Wie läuft der Abrechnungsprozess bei Zahlungsdienstleistern wie Pix oder iDEAL ab?
Die Abwicklungsfristen variieren. Bei Pix erfolgt die Abwicklung innerhalb von Sekunden. Bei iDEAL erfolgt die Abwicklung innerhalb eines Werktags. In den meisten Fällen wird der Betrag direkt auf das Bankkonto des Händlers überwiesen. Nuvei wickelt alle Zahlungsmethoden ab und bietet eine transparente Berichterstattung über den Abwicklungsstatus jeder einzelnen Transaktion.
Wie wirkt sich die BNPL-Regulierung auf Händler in Großbritannien und der EU aus?

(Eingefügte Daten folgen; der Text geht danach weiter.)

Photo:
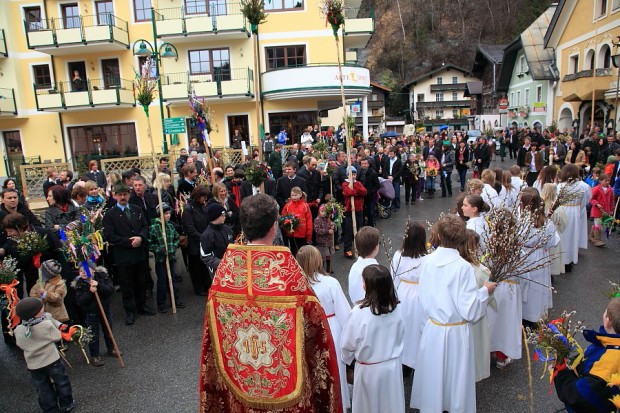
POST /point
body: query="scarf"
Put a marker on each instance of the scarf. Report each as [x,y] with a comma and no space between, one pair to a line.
[30,323]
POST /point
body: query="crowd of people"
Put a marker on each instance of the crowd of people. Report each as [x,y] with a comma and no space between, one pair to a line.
[452,311]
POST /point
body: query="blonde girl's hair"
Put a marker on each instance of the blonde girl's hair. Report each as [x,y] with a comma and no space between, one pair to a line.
[468,250]
[548,194]
[488,177]
[297,190]
[88,185]
[310,261]
[160,180]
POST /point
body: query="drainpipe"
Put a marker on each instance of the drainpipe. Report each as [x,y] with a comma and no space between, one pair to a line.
[62,132]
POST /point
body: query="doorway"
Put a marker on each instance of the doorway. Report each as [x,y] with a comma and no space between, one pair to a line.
[240,123]
[77,75]
[111,73]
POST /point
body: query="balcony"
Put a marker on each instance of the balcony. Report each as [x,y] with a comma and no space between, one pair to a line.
[66,36]
[359,26]
[581,86]
[4,52]
[7,102]
[221,22]
[443,104]
[315,80]
[231,85]
[448,86]
[99,93]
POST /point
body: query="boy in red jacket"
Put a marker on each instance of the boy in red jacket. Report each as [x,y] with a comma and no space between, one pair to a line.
[356,190]
[298,206]
[602,201]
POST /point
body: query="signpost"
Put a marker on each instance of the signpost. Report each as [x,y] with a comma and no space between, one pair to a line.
[174,125]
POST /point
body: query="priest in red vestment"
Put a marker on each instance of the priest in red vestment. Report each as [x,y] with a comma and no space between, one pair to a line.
[266,345]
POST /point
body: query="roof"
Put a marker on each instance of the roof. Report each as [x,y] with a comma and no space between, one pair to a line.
[433,72]
[540,61]
[473,88]
[554,21]
[380,86]
[492,53]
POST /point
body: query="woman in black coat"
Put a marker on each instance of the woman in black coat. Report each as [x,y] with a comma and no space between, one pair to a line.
[461,157]
[195,221]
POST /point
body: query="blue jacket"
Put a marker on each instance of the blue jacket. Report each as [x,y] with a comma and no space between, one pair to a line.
[586,390]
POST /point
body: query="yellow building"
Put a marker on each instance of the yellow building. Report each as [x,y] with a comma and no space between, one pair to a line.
[67,72]
[583,33]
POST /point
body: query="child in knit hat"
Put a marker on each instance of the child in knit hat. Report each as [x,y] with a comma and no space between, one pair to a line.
[36,336]
[51,289]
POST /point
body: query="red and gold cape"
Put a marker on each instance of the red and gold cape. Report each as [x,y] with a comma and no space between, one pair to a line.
[266,345]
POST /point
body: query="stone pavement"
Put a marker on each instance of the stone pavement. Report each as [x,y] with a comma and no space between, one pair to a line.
[161,353]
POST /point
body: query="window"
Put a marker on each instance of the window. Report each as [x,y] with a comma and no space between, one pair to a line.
[276,5]
[105,12]
[286,56]
[195,6]
[70,16]
[142,9]
[573,64]
[42,76]
[32,16]
[526,97]
[215,62]
[217,8]
[522,65]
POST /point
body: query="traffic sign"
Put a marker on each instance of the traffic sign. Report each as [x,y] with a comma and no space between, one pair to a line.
[174,125]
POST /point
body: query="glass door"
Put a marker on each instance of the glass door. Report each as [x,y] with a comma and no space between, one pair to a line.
[70,16]
[111,73]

Die britische Finanzaufsichtsbehörde FCA und die EU-Aufsichtsbehörden haben BNPL als regulierten Verbraucherkredit eingestuft. Das bedeutet, dass BNPL-Anbieter die Kreditvergabevorschriften einhalten müssen. Für Händler hat das zur Folge, dass ihnen weniger BNPL-Anbieter zur Verfügung stehen und die Händlerrabatte möglicherweise steigen, da die Anbieter die Kosten für die Einhaltung der Vorschriften auf sich nehmen. Händler sollten sich vergewissern, dass ihr BNPL-Anbieter alle gesetzlichen Auflagen erfüllt.
Wie entscheidet Nuvei, welche APMs einem Kunden an der Kasse angezeigt werden?
Die Plattform von Nuvei ermittelt den Standort des Kunden und zeigt automatisch die 3–4 relevantesten Zahlungsmethoden für diese Region an. Händler können zudem eigene Regeln festlegen (z. B. „BNPL immer anzeigen bei Bestellungen über 100 $“). Die Zahlungsmethoden werden dynamisch in Echtzeit angezeigt.